JD.com (JD -2.14%) is one of the biggest e-commerce companies in China and, based on direct sales, the biggest retailer in China. The company competes closely with Alibaba, which operates based on a marketplace model, and PDD Holdings, an upstart discount online retailer.

While JD.com has grown rapidly throughout most of its history, more recently, the company struggled with intensifying price competition with Alibaba and PDD's Pinduoduo, weak consumer demand in China following the COVID-19 lockdowns, and a regulatory crackdown in China on the sector, which weighed on JD.com and its peers.

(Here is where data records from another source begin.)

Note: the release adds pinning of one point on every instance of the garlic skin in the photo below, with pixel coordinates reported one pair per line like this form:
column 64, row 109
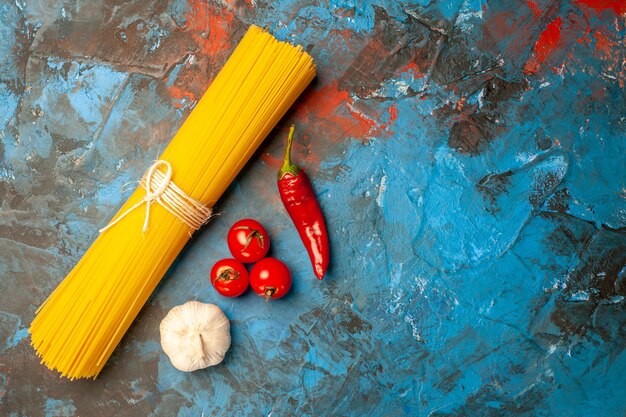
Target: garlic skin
column 195, row 335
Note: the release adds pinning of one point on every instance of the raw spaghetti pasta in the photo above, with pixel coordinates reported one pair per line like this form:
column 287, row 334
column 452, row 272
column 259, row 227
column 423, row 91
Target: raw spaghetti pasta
column 77, row 328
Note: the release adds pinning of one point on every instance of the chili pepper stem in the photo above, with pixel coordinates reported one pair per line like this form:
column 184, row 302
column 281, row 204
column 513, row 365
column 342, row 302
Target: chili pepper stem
column 288, row 167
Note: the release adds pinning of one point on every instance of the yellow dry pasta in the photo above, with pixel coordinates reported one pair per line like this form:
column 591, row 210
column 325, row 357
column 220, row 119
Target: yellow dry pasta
column 77, row 328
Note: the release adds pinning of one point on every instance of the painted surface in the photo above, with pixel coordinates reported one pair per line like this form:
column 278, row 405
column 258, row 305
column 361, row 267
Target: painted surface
column 469, row 156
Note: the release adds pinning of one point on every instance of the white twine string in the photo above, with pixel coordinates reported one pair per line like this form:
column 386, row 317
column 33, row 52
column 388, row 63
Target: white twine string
column 160, row 189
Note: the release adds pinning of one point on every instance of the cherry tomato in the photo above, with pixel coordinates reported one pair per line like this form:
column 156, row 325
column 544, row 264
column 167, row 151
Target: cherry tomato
column 270, row 278
column 248, row 241
column 229, row 277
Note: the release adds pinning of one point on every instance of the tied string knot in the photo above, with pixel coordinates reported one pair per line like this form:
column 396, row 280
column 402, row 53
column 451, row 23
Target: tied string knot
column 161, row 189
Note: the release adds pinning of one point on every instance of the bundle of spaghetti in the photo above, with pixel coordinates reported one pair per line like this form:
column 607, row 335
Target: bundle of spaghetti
column 77, row 328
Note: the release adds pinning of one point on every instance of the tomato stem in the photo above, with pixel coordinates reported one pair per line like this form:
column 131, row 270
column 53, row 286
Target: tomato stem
column 228, row 275
column 288, row 167
column 269, row 293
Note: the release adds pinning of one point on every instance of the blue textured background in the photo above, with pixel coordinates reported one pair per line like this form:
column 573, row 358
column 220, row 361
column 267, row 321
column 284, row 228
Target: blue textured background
column 469, row 157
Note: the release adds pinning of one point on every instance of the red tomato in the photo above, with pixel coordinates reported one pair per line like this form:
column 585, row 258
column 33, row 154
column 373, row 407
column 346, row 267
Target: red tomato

In the first quarter, revenue rose 7% year over year, its best performance in two years and a sign that more aggressive discounts may be helping the company win back market share. Despite the e-commerce price wars, JD.com grew adjusted operating income roughly 9% year over year to $1.2 billion in the quarter.

How JD.com has performed over the last five years

In recent weeks, JD.com has rebounded off its recent lows following better-than-expected results in its first-quarter earnings report. The chart below shows how JD.com has performed over the last five years based on an initial $10,000 investment. As you can see, the stock soared before falling sharply as the pandemic boom gave way to the more recent struggles.

JD Total Return Level Chart

Data by YCharts.

The chart shows that a $10,000 investment in JD.com stock five years ago would now be worth $12,380, including dividends reinvested. That would significantly underperform the S&P 500, which has more than doubled in that time.

JD.com could continue its recovery, but the challenges facing Chinese e-commerce companies remain. While the stock looks cheap at a price-to-earnings ratio of 16, there's a lot of uncertainty facing the company in China.